Compared with regular SRAM, ASRAM-0 reduced the configuration memory leakage by a factor of 6.03 before the LUT bit-inversion optimisation. After incorporating bit inversion, this number increased to 6.28, reducing the overall FPGA leakage by 32.0%.
Conclusion and future work
We presented two types of dual-Vdd FPGA. The FP FPGA reduced the total energy by about 60% on an average at the expense of about 50% area penalty. The LP FPGA reduced the total energy by 57.3% with about 20% area increase compared to single supply FPGA. LP, however, resulted in an average increase of 3% in the critical path delay over FP.

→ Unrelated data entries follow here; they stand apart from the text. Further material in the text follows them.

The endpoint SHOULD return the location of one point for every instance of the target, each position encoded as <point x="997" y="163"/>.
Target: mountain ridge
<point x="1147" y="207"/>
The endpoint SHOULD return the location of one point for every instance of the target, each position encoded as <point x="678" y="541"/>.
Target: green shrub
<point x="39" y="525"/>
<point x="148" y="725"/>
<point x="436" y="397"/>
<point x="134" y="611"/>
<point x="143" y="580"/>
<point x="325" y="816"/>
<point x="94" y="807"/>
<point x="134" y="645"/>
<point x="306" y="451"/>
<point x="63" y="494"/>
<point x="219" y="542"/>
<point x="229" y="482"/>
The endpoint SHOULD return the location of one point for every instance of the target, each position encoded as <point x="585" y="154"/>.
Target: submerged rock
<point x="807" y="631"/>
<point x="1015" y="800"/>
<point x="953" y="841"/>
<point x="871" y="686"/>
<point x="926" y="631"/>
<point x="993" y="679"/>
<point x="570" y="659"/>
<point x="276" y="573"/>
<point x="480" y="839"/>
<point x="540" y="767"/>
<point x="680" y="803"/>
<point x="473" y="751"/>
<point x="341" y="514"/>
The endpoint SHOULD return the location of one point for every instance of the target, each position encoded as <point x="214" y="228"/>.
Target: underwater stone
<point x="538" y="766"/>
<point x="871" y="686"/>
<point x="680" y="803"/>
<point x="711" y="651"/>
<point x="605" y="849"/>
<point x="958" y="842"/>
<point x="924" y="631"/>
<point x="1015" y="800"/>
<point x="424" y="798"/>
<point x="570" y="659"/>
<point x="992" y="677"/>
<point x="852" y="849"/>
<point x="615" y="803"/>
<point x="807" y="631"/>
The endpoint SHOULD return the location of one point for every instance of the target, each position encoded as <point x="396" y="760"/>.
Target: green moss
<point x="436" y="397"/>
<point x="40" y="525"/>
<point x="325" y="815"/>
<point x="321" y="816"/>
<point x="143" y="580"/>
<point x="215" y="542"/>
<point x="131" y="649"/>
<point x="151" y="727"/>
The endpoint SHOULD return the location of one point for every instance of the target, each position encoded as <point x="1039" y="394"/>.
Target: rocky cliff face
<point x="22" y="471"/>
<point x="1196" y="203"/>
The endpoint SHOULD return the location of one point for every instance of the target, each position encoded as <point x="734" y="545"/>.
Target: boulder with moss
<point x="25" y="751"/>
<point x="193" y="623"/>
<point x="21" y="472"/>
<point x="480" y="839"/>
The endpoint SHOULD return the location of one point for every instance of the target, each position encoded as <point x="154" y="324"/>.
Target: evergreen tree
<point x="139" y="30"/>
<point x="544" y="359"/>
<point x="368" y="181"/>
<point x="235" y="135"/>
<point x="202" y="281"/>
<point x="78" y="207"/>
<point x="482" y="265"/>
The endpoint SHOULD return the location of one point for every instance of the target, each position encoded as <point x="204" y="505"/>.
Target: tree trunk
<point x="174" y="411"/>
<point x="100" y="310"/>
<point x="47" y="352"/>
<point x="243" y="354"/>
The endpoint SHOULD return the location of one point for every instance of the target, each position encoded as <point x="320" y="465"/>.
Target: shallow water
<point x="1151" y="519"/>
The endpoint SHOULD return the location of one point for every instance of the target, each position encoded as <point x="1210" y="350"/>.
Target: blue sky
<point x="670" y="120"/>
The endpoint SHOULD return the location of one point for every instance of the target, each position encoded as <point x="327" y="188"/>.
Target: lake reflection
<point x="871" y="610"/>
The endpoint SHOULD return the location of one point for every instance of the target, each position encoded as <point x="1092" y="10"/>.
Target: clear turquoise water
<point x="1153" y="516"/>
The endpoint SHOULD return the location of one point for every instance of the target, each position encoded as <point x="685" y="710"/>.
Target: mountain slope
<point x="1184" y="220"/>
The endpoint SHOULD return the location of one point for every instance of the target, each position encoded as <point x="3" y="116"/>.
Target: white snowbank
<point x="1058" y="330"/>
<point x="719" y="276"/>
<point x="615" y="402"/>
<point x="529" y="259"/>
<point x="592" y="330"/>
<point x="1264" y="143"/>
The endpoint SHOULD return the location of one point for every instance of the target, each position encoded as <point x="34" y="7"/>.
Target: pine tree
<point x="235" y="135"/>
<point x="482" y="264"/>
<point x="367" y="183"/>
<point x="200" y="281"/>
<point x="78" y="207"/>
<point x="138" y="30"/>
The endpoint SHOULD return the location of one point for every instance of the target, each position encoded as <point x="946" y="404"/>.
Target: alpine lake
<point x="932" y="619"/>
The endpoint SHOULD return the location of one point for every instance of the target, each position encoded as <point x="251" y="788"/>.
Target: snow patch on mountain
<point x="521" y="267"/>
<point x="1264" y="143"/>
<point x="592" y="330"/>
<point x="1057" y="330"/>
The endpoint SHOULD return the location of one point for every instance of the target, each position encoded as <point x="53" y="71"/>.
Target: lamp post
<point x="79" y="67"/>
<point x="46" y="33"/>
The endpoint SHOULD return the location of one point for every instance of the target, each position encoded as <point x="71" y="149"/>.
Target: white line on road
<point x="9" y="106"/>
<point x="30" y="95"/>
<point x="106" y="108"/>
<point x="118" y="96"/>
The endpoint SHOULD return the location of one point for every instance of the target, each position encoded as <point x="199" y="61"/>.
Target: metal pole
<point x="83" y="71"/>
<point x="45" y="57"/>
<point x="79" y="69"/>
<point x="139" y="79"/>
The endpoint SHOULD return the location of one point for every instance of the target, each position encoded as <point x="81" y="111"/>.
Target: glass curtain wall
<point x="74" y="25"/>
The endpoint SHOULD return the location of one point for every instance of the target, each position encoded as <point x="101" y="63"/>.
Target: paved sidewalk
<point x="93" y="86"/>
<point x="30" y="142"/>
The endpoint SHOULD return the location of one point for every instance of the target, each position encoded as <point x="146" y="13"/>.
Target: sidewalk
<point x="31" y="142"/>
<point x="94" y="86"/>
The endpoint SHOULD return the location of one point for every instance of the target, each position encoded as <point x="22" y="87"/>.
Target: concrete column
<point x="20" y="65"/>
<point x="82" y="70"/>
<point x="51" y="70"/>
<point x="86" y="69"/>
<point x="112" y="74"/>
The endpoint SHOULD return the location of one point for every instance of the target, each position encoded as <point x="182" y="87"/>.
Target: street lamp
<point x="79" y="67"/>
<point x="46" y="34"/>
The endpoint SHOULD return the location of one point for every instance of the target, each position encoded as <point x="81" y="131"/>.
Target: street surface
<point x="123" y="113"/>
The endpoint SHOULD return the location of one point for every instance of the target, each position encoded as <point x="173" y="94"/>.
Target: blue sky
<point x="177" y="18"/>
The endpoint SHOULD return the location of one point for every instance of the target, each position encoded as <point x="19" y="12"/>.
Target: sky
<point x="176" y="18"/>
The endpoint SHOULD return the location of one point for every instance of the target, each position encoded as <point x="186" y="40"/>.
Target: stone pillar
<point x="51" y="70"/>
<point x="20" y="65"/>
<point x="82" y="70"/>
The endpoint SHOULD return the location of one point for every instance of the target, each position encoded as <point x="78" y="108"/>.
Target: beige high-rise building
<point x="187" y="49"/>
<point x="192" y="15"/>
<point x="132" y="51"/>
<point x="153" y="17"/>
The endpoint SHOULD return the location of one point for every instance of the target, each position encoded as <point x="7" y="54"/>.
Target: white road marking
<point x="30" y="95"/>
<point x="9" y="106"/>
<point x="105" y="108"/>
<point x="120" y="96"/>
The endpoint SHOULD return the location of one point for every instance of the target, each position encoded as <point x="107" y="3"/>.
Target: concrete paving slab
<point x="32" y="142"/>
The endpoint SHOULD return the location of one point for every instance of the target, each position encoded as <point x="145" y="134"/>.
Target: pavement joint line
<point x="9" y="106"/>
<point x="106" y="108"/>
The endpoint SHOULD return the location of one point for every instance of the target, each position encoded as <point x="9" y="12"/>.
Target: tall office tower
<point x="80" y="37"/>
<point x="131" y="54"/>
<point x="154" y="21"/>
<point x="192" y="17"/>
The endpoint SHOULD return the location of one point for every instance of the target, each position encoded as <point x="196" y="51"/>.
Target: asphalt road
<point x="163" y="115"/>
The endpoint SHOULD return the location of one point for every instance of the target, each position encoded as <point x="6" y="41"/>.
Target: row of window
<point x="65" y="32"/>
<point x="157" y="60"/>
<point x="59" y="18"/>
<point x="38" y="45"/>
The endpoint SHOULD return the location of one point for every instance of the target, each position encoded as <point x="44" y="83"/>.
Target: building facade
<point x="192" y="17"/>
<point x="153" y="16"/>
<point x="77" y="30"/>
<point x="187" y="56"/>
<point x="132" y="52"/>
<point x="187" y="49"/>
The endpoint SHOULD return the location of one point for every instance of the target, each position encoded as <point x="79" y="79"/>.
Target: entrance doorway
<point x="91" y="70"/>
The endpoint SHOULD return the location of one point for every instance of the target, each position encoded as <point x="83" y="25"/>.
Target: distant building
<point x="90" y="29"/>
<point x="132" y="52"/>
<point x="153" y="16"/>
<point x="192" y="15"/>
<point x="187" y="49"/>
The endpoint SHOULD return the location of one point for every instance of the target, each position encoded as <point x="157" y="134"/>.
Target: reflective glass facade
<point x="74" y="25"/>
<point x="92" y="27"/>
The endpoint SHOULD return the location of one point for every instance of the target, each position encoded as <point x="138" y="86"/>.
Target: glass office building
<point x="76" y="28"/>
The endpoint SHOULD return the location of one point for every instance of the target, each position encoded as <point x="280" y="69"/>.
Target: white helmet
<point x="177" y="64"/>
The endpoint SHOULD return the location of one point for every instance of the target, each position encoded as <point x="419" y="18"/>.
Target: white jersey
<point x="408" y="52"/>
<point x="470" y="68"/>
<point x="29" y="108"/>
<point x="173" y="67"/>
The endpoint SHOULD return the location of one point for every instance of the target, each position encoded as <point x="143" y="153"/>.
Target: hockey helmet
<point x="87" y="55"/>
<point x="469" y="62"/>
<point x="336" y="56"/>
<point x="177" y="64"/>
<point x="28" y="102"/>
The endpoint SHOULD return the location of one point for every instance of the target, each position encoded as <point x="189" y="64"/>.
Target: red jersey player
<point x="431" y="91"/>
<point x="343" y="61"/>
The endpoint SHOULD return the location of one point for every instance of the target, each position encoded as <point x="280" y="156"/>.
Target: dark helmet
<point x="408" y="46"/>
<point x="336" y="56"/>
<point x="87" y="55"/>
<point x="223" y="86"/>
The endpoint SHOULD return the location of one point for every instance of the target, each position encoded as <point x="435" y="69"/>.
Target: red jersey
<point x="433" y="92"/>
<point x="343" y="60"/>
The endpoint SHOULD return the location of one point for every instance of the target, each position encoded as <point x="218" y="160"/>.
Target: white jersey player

We also explored different Vdd assignment algorithms and LC placements for FP architecture. Experiments demonstrated that h2l algorithm coupled with placement of LCs at the input pins of CLBs resulted in maximum power savings. The dynamic power was reduced by 24%, while the reduction in static power was close to 76%.
As a technique to reduce configuration SRAM leakage with minimal overheads, we proposed the use of ASRAM-0 cells to store configuration bits. After inverting LUT bits to maximise the number of zeros in the configuration memory, we reduce the configuration leakage by a factor of 6.2.
In future, the implementation of the LP dual Vdd architecture can be modified to allow connections from Vddh to Vddl resources in the routing fabric. Further, the routing architecture can be improved to use different lengths of segments.